How to Appreciate Her Legacy Today
If you really want to "get" her contribution, don't just listen to the Greatest Hits.
Dig into the deep cuts.
- "Brown Eyes" from Tusk: It’s moody, atmospheric, and features an uncredited Peter Green on guitar.
- "Spare Me a Little of Your Love" from Bare Trees: This is pre-Buckingham/Nicks era, and it shows her soulful, R&B roots.
- "Why" from Mystery to Me: A gorgeous, heartbreaking ballad that sounds like a precursor to "Songbird."
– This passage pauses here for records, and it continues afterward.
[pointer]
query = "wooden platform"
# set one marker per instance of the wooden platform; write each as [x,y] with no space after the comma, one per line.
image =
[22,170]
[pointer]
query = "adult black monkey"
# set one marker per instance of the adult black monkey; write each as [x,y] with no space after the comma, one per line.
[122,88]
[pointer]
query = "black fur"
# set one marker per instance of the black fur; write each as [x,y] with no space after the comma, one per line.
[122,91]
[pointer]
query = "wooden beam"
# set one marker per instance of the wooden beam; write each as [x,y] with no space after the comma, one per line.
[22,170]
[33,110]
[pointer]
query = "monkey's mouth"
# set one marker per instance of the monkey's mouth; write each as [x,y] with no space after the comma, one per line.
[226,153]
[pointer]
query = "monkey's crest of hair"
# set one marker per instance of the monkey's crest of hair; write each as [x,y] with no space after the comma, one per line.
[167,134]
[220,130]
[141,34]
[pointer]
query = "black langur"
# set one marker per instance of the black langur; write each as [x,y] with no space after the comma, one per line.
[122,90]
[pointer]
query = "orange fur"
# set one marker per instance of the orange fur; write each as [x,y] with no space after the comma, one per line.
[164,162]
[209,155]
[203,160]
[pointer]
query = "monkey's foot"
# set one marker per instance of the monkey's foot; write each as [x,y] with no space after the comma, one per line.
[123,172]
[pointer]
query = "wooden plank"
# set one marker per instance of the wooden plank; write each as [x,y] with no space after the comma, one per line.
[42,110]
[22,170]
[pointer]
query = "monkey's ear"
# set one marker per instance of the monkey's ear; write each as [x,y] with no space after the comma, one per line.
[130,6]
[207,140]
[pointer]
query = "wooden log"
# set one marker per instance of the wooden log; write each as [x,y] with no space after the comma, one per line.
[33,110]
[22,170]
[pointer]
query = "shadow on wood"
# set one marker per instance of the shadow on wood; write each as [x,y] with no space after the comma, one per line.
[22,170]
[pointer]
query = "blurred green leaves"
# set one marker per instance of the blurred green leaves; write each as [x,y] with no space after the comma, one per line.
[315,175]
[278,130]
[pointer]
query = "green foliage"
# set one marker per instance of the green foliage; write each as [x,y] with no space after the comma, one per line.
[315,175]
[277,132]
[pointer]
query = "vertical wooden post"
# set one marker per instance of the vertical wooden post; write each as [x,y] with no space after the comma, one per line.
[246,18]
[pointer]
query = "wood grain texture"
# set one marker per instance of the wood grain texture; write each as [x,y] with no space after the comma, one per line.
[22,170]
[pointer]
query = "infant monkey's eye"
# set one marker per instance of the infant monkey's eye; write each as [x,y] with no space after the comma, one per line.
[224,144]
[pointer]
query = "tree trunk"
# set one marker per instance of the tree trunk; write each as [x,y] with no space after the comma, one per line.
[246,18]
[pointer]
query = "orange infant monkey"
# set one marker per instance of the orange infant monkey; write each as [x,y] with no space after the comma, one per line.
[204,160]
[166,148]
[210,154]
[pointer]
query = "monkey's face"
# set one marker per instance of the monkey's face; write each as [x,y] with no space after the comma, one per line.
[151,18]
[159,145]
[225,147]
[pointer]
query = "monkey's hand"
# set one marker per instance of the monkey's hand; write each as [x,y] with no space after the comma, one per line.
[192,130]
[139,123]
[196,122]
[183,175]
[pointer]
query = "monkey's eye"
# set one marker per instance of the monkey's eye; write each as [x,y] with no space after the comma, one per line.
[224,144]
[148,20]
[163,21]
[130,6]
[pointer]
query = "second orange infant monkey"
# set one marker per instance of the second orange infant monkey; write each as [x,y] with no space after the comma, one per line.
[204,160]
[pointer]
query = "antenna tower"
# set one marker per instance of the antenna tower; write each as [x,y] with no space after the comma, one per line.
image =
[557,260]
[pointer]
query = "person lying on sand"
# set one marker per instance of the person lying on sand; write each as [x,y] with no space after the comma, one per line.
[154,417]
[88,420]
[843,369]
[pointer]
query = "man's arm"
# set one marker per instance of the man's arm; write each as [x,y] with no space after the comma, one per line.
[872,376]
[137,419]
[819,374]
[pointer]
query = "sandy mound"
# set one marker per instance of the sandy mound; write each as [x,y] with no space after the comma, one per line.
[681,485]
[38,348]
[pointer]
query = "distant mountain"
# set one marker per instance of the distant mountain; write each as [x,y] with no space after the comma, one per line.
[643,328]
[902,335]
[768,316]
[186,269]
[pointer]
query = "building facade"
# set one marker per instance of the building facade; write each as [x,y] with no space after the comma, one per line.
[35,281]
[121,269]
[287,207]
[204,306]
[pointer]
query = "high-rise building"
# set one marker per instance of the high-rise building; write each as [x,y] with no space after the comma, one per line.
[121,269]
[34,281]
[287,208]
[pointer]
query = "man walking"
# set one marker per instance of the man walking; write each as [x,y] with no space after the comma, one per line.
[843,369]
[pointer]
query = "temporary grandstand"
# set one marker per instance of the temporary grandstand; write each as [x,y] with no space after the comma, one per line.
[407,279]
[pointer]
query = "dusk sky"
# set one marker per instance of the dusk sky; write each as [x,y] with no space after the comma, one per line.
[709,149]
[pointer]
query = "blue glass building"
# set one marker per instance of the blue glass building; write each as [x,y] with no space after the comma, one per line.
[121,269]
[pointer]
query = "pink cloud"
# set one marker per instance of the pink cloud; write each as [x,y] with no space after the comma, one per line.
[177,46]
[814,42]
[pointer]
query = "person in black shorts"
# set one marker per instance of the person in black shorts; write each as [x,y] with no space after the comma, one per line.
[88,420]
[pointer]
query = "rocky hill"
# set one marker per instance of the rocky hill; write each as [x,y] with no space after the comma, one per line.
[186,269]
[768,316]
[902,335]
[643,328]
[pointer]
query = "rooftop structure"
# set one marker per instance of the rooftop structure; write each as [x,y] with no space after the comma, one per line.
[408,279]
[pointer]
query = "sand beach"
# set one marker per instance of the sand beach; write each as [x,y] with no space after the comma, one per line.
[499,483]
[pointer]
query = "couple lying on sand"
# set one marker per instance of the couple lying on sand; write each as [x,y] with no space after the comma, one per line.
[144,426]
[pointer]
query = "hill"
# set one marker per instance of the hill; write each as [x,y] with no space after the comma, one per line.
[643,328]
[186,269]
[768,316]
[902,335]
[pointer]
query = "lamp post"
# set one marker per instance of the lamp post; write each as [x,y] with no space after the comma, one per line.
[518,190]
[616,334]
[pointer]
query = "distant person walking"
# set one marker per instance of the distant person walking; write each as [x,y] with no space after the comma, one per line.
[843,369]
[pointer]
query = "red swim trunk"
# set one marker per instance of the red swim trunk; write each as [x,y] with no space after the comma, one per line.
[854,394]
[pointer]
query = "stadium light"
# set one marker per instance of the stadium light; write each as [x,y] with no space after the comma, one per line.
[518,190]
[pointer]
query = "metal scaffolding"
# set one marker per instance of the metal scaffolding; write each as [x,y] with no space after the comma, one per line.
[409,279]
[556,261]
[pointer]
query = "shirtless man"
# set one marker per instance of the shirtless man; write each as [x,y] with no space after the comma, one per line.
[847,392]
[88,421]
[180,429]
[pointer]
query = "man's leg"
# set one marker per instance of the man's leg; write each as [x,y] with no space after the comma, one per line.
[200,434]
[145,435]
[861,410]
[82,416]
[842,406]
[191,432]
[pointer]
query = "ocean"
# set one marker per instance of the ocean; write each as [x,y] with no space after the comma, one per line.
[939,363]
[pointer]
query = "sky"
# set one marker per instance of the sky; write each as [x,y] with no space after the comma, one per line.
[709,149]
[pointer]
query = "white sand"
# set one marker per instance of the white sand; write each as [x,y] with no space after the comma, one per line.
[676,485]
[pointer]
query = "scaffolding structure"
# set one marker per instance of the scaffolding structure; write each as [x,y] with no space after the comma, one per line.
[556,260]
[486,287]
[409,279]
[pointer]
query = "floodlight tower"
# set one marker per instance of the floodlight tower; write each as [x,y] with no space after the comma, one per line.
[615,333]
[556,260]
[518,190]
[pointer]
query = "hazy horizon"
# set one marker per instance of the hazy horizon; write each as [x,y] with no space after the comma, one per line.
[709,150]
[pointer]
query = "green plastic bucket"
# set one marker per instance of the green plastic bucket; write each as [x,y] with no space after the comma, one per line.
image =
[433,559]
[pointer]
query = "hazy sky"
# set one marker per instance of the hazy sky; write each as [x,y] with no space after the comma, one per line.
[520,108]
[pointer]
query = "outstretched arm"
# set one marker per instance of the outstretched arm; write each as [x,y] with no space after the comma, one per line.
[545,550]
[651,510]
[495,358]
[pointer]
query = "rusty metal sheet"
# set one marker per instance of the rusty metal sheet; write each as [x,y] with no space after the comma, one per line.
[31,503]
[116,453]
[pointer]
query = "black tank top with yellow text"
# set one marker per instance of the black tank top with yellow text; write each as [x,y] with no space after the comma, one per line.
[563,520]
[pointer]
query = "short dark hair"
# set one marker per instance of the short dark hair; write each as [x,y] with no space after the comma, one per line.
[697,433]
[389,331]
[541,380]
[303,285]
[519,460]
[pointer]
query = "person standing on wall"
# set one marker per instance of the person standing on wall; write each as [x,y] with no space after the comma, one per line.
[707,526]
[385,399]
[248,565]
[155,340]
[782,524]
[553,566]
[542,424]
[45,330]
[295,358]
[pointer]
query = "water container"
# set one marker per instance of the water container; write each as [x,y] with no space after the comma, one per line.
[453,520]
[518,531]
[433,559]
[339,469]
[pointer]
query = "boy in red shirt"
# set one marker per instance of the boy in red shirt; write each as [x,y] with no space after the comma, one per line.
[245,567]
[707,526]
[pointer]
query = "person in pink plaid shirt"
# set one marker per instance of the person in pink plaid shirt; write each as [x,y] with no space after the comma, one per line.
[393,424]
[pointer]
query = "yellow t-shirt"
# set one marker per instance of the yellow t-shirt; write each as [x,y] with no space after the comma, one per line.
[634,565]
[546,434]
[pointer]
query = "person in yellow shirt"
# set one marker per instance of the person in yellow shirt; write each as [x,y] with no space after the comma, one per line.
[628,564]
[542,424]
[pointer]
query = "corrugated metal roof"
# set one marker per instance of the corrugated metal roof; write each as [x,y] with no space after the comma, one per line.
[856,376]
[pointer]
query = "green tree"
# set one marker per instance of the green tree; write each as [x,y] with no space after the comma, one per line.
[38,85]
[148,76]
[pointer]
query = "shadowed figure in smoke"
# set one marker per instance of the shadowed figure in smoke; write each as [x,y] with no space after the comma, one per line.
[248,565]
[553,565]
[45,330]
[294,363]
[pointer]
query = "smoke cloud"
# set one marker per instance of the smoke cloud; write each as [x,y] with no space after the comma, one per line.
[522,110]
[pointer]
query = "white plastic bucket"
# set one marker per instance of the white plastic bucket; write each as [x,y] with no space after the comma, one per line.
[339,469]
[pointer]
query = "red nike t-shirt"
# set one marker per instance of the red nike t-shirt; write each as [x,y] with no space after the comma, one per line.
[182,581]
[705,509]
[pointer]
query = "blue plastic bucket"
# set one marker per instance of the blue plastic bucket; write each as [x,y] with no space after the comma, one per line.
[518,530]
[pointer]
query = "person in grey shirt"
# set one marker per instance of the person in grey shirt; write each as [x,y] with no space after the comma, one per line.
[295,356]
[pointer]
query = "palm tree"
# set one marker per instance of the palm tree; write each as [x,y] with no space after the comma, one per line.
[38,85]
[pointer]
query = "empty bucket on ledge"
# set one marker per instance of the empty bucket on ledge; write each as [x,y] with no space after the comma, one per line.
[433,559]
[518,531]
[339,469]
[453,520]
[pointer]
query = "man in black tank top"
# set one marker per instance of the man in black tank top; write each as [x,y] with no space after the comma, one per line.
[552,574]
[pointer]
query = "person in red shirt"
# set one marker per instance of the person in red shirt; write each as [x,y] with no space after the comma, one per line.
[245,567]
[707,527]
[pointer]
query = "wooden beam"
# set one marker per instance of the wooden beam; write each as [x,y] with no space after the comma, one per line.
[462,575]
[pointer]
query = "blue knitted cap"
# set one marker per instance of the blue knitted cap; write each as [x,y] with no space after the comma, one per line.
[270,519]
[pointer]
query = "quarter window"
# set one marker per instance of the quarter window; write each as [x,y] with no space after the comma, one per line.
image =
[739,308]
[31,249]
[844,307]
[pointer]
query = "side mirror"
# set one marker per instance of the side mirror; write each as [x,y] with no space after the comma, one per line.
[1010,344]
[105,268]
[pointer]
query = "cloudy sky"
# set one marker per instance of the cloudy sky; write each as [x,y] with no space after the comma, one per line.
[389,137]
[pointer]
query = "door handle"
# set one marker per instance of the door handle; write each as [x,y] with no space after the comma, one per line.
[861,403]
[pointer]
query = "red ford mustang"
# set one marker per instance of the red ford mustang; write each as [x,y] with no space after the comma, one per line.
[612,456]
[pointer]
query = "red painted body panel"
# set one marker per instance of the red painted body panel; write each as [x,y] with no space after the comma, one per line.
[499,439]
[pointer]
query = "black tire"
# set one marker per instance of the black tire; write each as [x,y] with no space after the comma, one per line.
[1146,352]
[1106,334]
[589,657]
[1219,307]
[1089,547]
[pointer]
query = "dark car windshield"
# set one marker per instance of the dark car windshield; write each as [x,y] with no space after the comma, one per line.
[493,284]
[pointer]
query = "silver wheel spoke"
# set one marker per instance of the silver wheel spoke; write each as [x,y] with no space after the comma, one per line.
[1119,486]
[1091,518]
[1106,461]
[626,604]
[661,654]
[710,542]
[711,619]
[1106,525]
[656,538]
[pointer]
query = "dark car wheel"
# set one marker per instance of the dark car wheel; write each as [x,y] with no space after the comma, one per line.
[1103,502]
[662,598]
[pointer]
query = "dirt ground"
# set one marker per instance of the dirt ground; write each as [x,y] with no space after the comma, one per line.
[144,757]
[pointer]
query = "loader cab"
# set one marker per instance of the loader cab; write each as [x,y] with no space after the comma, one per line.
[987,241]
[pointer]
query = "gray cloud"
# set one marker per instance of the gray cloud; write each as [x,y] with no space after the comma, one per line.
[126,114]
Christine McVie wasn't interested in being a "rock star" in the traditional sense. She didn't want the spotlight; she wanted the song to be right. She was a classically trained musician who fell in love with Fats Domino and spent the rest of her life trying to bridge the gap between elegance and a rock-and-roll groove.
She succeeded.
The best way to honor that legacy is to pay attention to the craftsmanship in her work. Every time you hear that opening piano riff of "Don't Stop," remember that it wasn't just a political anthem or a radio staple—it was a woman trying to convince herself that the future was going to be okay while her personal life was falling apart.
To truly dive into her work, start by creating a chronological playlist. Move from her early blues days in Chicken Shack through the experimental Tusk era, and finish with her final solo collection released in 2022. You’ll hear a songwriter who never stopped evolving but never lost her soul.